Nashville staple Lambchop’s latest, Mr. M, travels through each of its 11 tracks leisurely. It could be because this release marks the morph-happy group’s eleventh release, or it could be because mainstay Kurt Wagner just needed to deal with some serious curveballs in life, the most serious of those being the 2009 suicide of his close friend and fellow South-based songwriter Vic Chesnutt. In loving memory, Lambchop dedicated Mr. M to Chesnutt, bundling pastoral psalms of sadness enjoyed only sans haste.

The best example of that pacing comes five tracks in, with instrumental “Gar.” It pulses lovely and sad. Mounting slickness comes on a like a casino in slow motion, each slot pull and violin sigh taking a pleasant eternity. “Buttons” boasts the same lack of urgency, taking a solid seven seconds before breaking the silence. Wagner seems to only want the listener to tune in if fully dedicated.

With Mr. M, the countrypolitan grits-glam continues. Wagner’s voice is the audio equivalent of honey-dipped cracked wheat—as apparent on all Lambchop offerings but perhaps braided here in a warmer, emotionally-constructive way.

The album mashes up Wagner’s mixed feelings about Chesnutt’s passing. Gliding through tongue-in-cheek romantic musings in “Buttons,” the next track, “The Good Life (Is Wasted),” entirely shifts tones to deep piety—even guilt over continuing a happy life post-Vic.

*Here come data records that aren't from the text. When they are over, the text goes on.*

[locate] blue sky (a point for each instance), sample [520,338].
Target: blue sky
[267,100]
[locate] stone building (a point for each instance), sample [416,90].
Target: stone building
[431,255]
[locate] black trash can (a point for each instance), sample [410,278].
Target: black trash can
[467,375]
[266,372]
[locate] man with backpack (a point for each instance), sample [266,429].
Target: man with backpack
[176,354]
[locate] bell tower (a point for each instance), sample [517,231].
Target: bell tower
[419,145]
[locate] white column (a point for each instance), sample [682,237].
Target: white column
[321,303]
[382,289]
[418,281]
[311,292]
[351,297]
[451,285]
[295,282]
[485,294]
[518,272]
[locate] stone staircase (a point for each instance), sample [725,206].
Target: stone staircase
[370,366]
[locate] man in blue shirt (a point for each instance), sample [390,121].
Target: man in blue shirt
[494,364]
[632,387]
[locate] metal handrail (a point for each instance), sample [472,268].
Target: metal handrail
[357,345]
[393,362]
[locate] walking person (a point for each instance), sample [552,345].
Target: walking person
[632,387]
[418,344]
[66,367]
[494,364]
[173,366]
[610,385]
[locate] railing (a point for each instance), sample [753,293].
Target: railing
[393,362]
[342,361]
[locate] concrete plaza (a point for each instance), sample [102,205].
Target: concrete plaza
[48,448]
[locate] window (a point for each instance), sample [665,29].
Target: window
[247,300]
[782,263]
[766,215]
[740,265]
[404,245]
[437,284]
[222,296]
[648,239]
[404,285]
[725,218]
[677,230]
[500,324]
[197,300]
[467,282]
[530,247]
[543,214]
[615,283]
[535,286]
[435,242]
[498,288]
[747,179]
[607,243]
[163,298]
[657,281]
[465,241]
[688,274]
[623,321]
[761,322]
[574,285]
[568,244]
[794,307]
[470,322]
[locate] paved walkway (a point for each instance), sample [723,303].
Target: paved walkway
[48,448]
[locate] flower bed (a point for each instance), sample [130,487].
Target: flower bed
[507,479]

One can’t listen to this record in a rush, because that’s not what Wagner intended. The swell of strings opening the album in “If Not I’ll Just Die” makes that intended canter evident from the get-go. “Grandpa’s coughing in the kitchen / But the strings sound good / Maybe add some flutes,” he sings in the same song. It’s clear that although Mr. M is perhaps an exercise in catharthis, Wagner will continue to struggle with his former comrade’s ghost long after its release. But to lessen the sting, he just has to stack the flutes.